Matera Capitale Europea Della Cultura 2019

Matera Capitale Europea Della Cultura 2019

La splendida città lucana scelta per promuovere la conoscenza del patrimonio storico-artistico e culturale dei Paesi membri dell'Ue, con i suoi “Sassi” rappresenta una meta imperdibile per bellezza, storia e cultura

stampa articolo Galleria multimediale Scarica pdf

Dal 1985 è nata l’istituzione della Capitale europea della cultura per promuovere la conoscenza del patrimonio storico-artistico e culturale dei Paesi membri dell'Ue. Per il 2019 è stata designata Matera una delle realtà più interessanti del Meridione sia da visitare che da vivere.

Eh già perché i Sassi di Matera, dichiarati dall’Unesco nel 1993 Patrimonio Mondiale dell’Umanità, sono un’occasione reale sia per godere di un paesaggio unico ricco di suggestioni che per avere la possibilità di conoscere l’ingegno di un popolo che è riuscito ad adeguarsi perfettamente all’ambiente e al contesto naturale.

Non a caso a convincere l’Unesco non c’è stata solo la bellezza del luogo ma anche la capacità di ingegno con cui l’uomo ha sfruttato la calcarenite del banco roccioso , ovvero quello che noi definiamo tufo,   per la costruzione delle abitazioni fuori terra e l’utilizzo dei pendii per il controllo delle acque e dei fenomeni atmosferici.

E’ possibile soggiornare direttamente nei Sassi riservando una delle tante strutture che, come perle incastonate nella roccia, offrono la possibilità di sentirsi parte integrante del contesto. L’accoglienza di queste strutture fa sentire subito a casa come quella che offrono i proprietari di “Casa del Sole” in via Pietro Caveoso che con la particolarità degli ambienti, i loro consigli e una colazione con prodotti fatti in casa gustata con sottofondo di pianoforte dal vivo, rappresentano il grande esempio di ospitalità di questa terra.

Anche se vengono indicati i percorsi e tanti si offrono come guida, può essere affascinante perdersi fra i Sassi scoprendo, quasi a caso, caratteristiche strutture, testimonianze storiche e scorci di paesaggio in grado di regalare ogni volta emozioni diverse.

Tappa obbligata è la “Casa-Grotta” di Vico Solitario del sasso Caveoso che riproduce in un ambiente in parte costruito e in parte scavato, esattamente un’antica abitazione tipicamente arredata. Risulta difficile pensare che in quello spazio così piccolo poteva convivere una famiglia di dieci persone con anche uno spazio riservato alla stalla con un mulo e animali da cortile. Eppure dal letto al cassettone del corredo, alla tavola con un unico piatto per tutti fino al telaio e al “cantero” per i bisogni fisiologici tutto segue un ordine razionale da non considerare quelle condizioni di vivibilità così assurde. Tanto che quella casa-grotta è stata vissuta fino alla metà degli anni cinquanta periodo in cui lo Stato assegnò le case nei nuovi rioni diventando proprietario delle antiche abitazioni.

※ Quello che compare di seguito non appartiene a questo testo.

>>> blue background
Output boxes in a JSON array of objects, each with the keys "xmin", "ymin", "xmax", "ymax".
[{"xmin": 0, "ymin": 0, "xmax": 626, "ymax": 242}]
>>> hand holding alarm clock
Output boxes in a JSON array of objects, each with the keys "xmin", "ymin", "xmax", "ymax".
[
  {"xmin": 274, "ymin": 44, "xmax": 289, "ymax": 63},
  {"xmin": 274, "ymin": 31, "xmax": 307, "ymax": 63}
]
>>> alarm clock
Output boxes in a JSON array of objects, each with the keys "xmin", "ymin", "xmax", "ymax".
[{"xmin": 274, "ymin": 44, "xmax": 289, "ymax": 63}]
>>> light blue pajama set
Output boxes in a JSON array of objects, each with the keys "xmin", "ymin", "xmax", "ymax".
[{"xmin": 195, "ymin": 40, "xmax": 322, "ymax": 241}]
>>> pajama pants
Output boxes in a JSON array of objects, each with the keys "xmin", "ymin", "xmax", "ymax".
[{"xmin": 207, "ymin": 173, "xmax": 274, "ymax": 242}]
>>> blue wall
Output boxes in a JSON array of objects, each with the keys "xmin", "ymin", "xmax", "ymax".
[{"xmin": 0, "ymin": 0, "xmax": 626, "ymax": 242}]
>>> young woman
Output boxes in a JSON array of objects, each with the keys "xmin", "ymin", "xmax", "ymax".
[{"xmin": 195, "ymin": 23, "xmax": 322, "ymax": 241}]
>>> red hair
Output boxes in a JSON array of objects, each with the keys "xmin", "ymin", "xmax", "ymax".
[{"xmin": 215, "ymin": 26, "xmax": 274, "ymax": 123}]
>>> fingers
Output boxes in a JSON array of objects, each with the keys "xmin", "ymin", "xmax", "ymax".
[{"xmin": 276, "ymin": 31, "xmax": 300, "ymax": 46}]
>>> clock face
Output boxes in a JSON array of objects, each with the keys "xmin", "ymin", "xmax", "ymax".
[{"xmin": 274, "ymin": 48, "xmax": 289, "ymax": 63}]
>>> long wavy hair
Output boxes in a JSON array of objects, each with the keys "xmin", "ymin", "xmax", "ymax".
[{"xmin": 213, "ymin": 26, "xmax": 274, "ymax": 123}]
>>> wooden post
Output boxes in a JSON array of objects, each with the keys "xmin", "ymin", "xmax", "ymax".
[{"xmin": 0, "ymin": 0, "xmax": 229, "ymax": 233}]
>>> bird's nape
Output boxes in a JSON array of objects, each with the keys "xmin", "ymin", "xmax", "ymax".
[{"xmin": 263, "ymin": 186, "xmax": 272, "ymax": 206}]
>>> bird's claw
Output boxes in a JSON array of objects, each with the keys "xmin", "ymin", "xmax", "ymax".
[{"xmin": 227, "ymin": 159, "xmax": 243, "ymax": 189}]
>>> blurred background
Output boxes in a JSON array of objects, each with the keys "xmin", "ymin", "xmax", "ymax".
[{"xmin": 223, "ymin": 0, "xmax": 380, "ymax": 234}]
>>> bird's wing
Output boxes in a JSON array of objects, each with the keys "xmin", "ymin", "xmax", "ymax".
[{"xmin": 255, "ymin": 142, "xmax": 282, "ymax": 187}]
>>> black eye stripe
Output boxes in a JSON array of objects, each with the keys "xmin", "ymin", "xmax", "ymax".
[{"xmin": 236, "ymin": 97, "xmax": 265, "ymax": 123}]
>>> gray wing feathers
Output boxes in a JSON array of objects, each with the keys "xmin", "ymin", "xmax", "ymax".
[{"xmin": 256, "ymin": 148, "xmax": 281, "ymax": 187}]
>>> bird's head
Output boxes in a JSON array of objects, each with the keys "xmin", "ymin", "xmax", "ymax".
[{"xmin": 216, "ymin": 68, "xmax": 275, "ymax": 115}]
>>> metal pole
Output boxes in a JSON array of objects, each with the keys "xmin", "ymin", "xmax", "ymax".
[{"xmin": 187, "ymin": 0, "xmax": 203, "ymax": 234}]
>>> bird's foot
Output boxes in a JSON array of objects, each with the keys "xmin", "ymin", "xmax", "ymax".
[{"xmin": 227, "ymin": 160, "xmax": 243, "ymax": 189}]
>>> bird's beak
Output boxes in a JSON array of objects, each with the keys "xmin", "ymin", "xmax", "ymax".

Fra una salita e l’altra è facile imbattersi in una delle tante Chiese Rupestri che, sempre ricavate dalla roccia, testimoniano il passaggio evolutivo dell’uomo dalle fasi preistoriche al cristianesimo. In ognuna si può ritrovare il segno di qualche affresco sapientemente salvato dal logorio del tempo e dall’azione dei soliti vandali che sanno sempre come lasciare la loro impronta.

Un’ulteriore testimonianza capace di raccontare la natura di questo caratteristico insediamento urbano è la visita, sotto la centralissima piazza Vittorio Veneto, del “Palombaro lungo” una enorme cisterna costruita dall'uomo che può definirsi un’opera di grande ingegneria idraulica. Sapienti guide conducono in un vero viaggio a ritroso nella memoria fatto anche di aneddoti lungo un percorso costruito sull’acqua che ancora questa immensa cattedrale conserva.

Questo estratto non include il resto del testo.